Todos éramos Bahamontes, en la segunda mitad de los
cincuenta. El Tour de Francia tenía una mística propia, e inspiraba un temor
reverencial. No era para ciclistas españoles, “nosotros” no sabíamos correr en
pelotón, no entendíamos las tácticas, íbamos a nuestro aire sin formar adecuadamente
“la grande boucle”, nos dejábamos desbaratar sin abanicos cuando soplaba el
mistral. Éramos soldados de guerra de guerrillas, escapadas en solitario,
machadas sin apenas consecuencias en la clasificación general.

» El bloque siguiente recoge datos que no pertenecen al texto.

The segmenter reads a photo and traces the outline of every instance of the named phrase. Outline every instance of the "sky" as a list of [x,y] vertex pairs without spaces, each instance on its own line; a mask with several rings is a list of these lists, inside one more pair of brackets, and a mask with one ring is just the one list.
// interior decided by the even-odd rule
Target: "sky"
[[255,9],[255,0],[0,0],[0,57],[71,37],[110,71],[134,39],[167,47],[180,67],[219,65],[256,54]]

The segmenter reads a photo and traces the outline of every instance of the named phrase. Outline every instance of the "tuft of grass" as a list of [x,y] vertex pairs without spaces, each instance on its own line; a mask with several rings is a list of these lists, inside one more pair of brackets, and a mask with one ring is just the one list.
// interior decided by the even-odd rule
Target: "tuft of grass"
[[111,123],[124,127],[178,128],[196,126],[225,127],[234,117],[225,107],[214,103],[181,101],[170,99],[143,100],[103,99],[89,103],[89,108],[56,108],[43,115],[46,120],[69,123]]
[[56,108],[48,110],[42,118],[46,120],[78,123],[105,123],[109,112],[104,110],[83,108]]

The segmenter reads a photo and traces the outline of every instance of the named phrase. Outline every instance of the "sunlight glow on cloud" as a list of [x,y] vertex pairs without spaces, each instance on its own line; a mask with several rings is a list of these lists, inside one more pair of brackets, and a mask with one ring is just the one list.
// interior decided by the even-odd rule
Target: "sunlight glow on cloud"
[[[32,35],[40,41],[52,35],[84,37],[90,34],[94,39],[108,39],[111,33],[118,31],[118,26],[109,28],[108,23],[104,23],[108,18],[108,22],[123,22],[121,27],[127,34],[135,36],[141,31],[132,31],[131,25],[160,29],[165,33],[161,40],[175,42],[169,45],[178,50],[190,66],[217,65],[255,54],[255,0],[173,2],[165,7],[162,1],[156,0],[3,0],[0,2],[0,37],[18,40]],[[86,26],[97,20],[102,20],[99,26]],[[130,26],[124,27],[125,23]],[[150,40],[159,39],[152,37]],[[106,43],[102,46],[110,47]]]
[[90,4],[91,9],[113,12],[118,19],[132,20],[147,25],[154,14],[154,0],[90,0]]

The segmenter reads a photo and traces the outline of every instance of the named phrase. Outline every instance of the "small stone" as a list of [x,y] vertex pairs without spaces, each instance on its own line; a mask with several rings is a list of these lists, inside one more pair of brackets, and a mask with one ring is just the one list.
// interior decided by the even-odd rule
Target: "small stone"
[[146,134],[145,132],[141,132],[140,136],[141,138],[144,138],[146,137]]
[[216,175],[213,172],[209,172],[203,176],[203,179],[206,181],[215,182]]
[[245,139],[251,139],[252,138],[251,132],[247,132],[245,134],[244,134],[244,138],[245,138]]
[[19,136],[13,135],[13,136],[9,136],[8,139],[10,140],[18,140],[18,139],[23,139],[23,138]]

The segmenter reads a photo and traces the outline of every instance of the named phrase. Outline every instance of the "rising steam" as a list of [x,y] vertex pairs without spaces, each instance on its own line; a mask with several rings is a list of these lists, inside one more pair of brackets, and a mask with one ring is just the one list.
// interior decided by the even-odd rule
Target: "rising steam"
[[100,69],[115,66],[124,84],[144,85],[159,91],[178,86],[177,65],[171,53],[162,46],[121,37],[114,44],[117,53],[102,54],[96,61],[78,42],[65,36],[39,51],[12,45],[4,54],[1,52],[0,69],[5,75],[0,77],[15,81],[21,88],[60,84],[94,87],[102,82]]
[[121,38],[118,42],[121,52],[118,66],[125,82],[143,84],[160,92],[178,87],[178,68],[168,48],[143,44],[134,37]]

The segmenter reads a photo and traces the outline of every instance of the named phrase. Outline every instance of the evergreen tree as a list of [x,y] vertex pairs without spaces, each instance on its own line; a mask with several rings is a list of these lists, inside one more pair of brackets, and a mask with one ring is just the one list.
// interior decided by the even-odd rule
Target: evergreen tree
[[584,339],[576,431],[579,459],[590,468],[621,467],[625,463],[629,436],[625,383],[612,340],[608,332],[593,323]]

Teníamos, sí, a Bernardo Ruiz, que subió al podio del
Parque de los Príncipes el año 52, y a Miquel Poblet, que ganó al esprint una
primera etapa y fue dos días de amarillo: nada en comparación con Louison Bobet
o los grandes italianos Bartali y Coppi, o incluso el suizo Koblet y el
luxemburgués Charly Gaul.
Y en estas llegó Federico, que se subió en solitario al
Tourmalet y se detuvo en la cumbre a la espera del pelotón tomando un helado,
porque le daba miedo bajar solo por aquellos vericuetos. ¡Tan español, tan
nuestro!, decía la prensa, que le dio el título de Águila de Toledo.
En el pueblo de la sierra donde pasaba el verano con mi
primo en casa de las tías, les sonsacábamos una pesetilla para comprar la Marca;
entonces no había tele, y tampoco radio que siguiese el evento en román
paladino. Nos conectábamos a una emisora francesa de deportes, pero ellos solo
hablaban de Anquetil y Poulidor, la nueva generación de maravillas de la ruta. Y
la verdad es que no se les entendía, solo pescábamos algún retazo de
información.
La Marca lo traía todo negro sobre blanco, con un día de
retraso. En las primeras etapas, perdidas para la causa si no estaba Poblet,
nuestra Águila llegaba a la meta el 132º, por ejemplo, y perdía regularmente un
buen cuarto de hora al día. Todo cambiaba cuando la Grande Boucle llegaba a Pau
y empezaban los Pirineos (Luchon, Bagnères de Bigorre…). Ahí éramos los amos,
Federico se empinaba sobre el sillín y se hacía el vacío a sus espaldas. El
Aubisque (nunca pronunciamos “Obisc”) por las dos caras y el Tourmalet de
postre. Federico iba solo, Anquetil solo estaba atento a la rueda de Poupou, el
Gran Perdedor. Nosotros hacíamos cola delante del quiosco de la plaza a partir
de las diez, cuando ya había llegado el tren de Madrid que traía la prensa, para
ser de los primeros en leer la Marca con toda la información y clasificaciones
de la etapa del día anterior. El único galardón que avizorábamos en esos días
críticos era el Premio de la Montaña. El Tour, con su prestigio intacto, era el
Nunca-Jamás de nuestros sueños, durante tres semanas. Nos habíamos transfigurado
en Bahamontes alzado sobre su sillín.